To attempt to describe the tortures endured by the tender mother, as, during the greater part of the night, she watched her slumbering child, her thoughts alternately dwelling on the past, the present, and the future, would be to paint the sharpest, bitterest, wildest agony that ever crossed the brain of a loving and despairing mother; to give alternately her reminiscences of bygone happiness, her shuddering dread of impending evil, her fearful anticipations, her bitter regrets, and utter despondency, mingled with bursts of frenzied rage against the author of all her sorrows, vain supplications, eager, earnest prayers, ending at last fearfully and dreadfully in openly expressed mistrust of the omnipotence and justice of the Great Being who could thus remain insensible to the cry which arose from a mother's breaking heart, to that holy plea whose sound should reach the throne of grace,—"Pity, pity, for my child!"
"How cold she is!" cried the poor mother, lightly touching with her icy hand the equally chill arm of her child; "how very, very cold! and scarcely an hour ago just as hot! Alas, 'tis the cruel fever which has seized upon her! Happily the dear creature is as yet unconscious of her malady! Gracious heaven, she is becoming cold as death itself! What shall I do to bring warmth to her poor frame? The bed-coverings are so slight! A good thought! I will throw my old shawl over her. But no, no!

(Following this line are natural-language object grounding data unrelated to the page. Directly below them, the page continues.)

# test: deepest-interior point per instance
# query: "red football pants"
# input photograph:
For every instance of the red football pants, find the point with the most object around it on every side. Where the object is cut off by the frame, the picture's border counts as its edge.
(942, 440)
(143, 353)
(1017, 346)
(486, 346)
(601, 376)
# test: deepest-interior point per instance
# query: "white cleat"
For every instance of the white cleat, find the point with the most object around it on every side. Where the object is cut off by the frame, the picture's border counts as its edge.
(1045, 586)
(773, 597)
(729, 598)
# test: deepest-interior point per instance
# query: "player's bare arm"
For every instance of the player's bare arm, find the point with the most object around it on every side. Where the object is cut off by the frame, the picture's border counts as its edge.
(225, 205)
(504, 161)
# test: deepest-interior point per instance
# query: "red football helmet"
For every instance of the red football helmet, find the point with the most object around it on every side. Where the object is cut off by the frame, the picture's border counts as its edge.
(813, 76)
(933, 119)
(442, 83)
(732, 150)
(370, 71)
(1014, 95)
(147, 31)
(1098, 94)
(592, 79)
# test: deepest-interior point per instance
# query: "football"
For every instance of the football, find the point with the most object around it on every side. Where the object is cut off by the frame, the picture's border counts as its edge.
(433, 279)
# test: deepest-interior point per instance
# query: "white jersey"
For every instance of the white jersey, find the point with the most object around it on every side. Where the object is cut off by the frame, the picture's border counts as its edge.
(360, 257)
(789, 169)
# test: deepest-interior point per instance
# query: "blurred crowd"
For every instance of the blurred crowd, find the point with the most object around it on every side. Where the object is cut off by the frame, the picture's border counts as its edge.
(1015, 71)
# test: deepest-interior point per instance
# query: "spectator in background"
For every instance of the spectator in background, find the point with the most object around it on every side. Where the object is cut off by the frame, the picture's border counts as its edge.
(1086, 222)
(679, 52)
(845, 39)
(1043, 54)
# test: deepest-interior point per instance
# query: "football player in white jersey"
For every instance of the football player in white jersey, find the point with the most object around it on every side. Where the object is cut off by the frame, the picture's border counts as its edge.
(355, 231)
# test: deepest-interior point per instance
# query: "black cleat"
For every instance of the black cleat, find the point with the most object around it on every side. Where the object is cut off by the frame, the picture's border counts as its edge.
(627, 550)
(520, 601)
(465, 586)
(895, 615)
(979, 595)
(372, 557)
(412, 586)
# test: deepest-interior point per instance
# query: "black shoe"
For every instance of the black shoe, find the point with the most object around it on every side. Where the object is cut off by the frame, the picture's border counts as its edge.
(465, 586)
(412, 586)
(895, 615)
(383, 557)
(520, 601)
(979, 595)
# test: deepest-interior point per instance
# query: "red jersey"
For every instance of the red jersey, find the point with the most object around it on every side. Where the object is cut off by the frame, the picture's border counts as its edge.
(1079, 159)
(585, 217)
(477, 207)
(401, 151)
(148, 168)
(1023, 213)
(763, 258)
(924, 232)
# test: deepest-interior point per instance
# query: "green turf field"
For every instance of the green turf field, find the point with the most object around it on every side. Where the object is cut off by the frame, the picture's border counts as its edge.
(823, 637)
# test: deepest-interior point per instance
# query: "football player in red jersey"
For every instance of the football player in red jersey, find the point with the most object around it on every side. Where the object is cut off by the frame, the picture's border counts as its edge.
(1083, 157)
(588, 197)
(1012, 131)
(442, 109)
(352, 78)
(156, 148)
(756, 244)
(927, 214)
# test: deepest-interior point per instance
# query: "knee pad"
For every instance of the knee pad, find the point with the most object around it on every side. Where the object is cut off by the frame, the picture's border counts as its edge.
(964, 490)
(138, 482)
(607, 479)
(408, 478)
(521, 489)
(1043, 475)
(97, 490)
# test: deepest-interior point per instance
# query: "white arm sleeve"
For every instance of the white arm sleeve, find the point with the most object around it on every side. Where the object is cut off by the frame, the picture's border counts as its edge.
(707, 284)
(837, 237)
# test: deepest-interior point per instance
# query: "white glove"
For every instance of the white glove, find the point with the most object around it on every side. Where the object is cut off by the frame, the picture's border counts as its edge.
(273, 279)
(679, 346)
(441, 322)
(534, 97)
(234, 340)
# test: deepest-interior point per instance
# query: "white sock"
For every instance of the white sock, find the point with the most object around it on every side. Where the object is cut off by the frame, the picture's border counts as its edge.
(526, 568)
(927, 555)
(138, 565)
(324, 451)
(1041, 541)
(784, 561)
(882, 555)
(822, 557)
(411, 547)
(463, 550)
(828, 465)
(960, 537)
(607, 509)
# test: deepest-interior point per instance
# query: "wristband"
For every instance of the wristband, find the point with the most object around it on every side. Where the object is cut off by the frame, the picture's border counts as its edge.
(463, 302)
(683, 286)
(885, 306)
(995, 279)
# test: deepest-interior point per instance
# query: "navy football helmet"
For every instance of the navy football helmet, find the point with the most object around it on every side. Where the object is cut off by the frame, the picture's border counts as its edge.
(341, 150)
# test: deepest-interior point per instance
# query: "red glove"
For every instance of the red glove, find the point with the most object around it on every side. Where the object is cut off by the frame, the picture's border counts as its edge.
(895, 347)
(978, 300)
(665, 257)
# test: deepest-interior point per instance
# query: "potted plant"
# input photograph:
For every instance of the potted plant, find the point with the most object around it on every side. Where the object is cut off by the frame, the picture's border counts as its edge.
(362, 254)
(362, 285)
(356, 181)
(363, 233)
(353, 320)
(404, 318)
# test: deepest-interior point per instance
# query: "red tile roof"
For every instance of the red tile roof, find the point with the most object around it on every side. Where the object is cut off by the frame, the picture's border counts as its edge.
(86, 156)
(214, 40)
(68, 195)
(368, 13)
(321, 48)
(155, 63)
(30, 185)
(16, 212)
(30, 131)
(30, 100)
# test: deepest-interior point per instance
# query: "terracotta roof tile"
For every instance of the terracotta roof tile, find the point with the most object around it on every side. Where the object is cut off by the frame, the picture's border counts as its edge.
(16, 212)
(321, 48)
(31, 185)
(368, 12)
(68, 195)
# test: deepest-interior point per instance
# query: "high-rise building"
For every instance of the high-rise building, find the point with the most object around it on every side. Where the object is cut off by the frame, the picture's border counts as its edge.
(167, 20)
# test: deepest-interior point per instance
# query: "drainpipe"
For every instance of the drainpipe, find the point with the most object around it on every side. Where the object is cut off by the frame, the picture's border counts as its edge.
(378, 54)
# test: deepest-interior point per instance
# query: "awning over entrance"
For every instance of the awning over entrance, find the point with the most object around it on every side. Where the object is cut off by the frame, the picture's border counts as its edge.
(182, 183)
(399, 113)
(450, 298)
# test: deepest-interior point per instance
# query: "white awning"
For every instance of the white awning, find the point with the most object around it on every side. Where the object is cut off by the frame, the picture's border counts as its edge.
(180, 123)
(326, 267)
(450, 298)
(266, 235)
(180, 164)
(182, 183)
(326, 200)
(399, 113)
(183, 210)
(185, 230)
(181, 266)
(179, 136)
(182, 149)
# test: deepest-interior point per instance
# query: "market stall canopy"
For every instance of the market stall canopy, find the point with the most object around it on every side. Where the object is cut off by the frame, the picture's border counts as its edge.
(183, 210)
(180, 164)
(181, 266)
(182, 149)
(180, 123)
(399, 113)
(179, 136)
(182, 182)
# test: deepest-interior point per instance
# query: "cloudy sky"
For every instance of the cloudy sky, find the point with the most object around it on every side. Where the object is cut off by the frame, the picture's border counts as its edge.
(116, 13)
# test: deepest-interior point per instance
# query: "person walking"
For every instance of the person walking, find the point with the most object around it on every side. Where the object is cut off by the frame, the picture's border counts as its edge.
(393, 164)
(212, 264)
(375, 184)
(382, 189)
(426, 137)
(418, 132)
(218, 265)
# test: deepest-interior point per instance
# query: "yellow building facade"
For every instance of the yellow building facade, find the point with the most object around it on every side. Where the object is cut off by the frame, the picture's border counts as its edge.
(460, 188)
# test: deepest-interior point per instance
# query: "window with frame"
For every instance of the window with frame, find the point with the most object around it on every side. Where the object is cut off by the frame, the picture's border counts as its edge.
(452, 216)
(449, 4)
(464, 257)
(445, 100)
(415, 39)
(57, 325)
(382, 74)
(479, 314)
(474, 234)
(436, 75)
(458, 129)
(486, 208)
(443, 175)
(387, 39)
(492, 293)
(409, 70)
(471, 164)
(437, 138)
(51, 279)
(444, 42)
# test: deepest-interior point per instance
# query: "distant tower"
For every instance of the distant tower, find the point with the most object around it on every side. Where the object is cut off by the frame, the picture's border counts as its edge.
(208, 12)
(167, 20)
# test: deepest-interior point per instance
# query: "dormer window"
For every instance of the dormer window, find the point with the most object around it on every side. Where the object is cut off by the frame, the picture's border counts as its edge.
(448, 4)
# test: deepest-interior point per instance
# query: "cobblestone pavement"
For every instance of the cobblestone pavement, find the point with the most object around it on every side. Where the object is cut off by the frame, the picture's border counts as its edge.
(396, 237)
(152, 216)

I dare not remove it from the door over which I have hung it, lest those men so brutally intoxicated should endeavour, as they did yesterday, to look into the room through the disjointed panels or openings in the framework.
"What a horrible place we have got into! Oh, if I had but known by what description of persons it was inhabited before I paid the fortnight in advance! Certainly, we would not have remained here. But, alas, I knew it not; and when we have no vouchers for our respectability, it is so difficult to obtain furnished lodgings. Who could ever have thought I should have been at a loss,—I who quitted Angers in my own carriage, deeming it unfit my daughter should travel by any public conveyance? How could I have imagined that I should experience any difficulty in obtaining every requisite testimonial of my honour and honesty?"
Then bursting into a fit of anger, she exclaimed, "'Tis too, too hard, that because this unprincipled, hard-hearted notary chooses to strip us of all our possessions, I have no means of punishing him! Yes; had I money I might sue him legally for his misconduct. But would not that be to bring obloquy and contempt on the memory of my good, my noble-minded brother; to have it publicly proclaimed that he consummated his ruin by taking away his own life, after having squandered my fortune and that of my child; to hear him accused of reducing us to want and wretchedness? Oh, never,—never! Still, however dear and sacred is the memory of a brother, should not the welfare of my child be equally so?